Day 1:  Unger gave historical background.  Forced over a model with a supercompact cardinal to obtain a model with failure of GCH at a measurable.  Proved that SCH holds above a supercompact, via an argument involving simultaneous stationary reflection.  Began discussing Prikry forcing.  Participants presented exercises on:  a) proving Silver’s Theorem via generic ultrapowers; b) Solovay’s stationary splitting theorem via generic ultrapowers; c) Strong Prikry property.

Day 2: Unger spoke briefly about stationary splitting via generic ultrapowers.  Then discussed proof that Prikry forcing extension has very good scale.  Continued Magidor’s consistency proof that SCH can fail at $\aleph_\omega$.  Exercises involving scales, square, Prikry sequences and iterated ultrapowers, stationary reflection.

Day 3:  Finished Magidor’s consistency proof that SCH can fail at $\aleph_\omega$.  More variations of Prikry forcing, including Gitik-Sharon verion.  Mitchell order.  Failure of weak square at singulars above a supercompact (via no good scales).  Exercises involving square, special Aronszajn trees, stationary reflection, and existence of very good scales.

Day 4:  Unger finished discussing Gitik-Sharon forcing.  Discussed when Gitik-Sharon poset adds weak square (due to Sinapova-Unger).  Abstract PCF and Shelah’s Dichotomy Theorem.  Exercises on collapsing behavior of Gitik-Sharon forcing, collapsing behavior of adding Cohen sets under GCH, problems about exact and least upper bounds in PCF theory.  Cody began speaking on the number of normal measures.  Exercises on liftings of ultrapower embeddings, and forcing lemmas to be used later.

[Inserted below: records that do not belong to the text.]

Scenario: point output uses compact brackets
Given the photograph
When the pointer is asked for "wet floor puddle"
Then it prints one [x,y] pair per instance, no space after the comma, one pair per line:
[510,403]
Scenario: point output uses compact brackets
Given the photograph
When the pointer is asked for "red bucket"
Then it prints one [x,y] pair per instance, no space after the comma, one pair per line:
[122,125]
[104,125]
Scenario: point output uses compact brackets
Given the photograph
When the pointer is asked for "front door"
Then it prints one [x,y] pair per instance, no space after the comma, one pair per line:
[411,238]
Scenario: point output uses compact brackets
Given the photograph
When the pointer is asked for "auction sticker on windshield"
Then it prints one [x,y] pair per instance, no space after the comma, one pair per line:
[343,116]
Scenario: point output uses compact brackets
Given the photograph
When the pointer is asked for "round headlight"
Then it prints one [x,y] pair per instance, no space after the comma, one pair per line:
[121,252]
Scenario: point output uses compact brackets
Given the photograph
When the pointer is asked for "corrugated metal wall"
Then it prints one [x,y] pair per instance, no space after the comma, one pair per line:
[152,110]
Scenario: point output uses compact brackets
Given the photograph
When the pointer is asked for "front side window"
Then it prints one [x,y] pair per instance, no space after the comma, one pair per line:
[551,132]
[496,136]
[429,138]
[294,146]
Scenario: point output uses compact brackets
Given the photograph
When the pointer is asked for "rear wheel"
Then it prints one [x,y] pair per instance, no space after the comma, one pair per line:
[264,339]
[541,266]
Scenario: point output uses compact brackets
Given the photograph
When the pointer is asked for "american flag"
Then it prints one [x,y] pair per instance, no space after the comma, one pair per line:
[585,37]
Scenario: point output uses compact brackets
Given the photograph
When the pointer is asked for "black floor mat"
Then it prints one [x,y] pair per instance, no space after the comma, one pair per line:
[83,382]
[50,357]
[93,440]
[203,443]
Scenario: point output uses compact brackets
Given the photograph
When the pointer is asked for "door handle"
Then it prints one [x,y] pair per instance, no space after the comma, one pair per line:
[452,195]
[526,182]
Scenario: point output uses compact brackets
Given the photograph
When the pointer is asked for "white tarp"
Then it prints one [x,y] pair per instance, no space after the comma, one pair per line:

Day 5:  Sacks forcing, generalized Sacks forcing, Friedman-Thompson theorem.  Began proof of Friedman-Magidor theorem (2009) about forcing a prescribed number of normal measures.  (Cody)

WEEK 2

Day 1: Friedman-Magidor theorem cont.  Iteration with nonstationary supports.  (Cody)

Day 2: Woodin’s surgery argument for failure of GCH at measurable from optimal hypothesis.  Cody-Magidor proof about Easton’s theorem for partially supercompact cardinals.  (Cody)

Day 3:  Introduction to precipitous ideals and related concepts.  Foreman’s Duality Theorem and applications.  (Eskew)

Day 4:  Ideals on inaccessible cardinals with varying degrees of saturation.  (Eskew)

Day 5:  Measure algebras and real-valued measurable cardinals.  Foreman’s indestructibility of generic supercompactness of $\omega_1$, and related results of Eskew.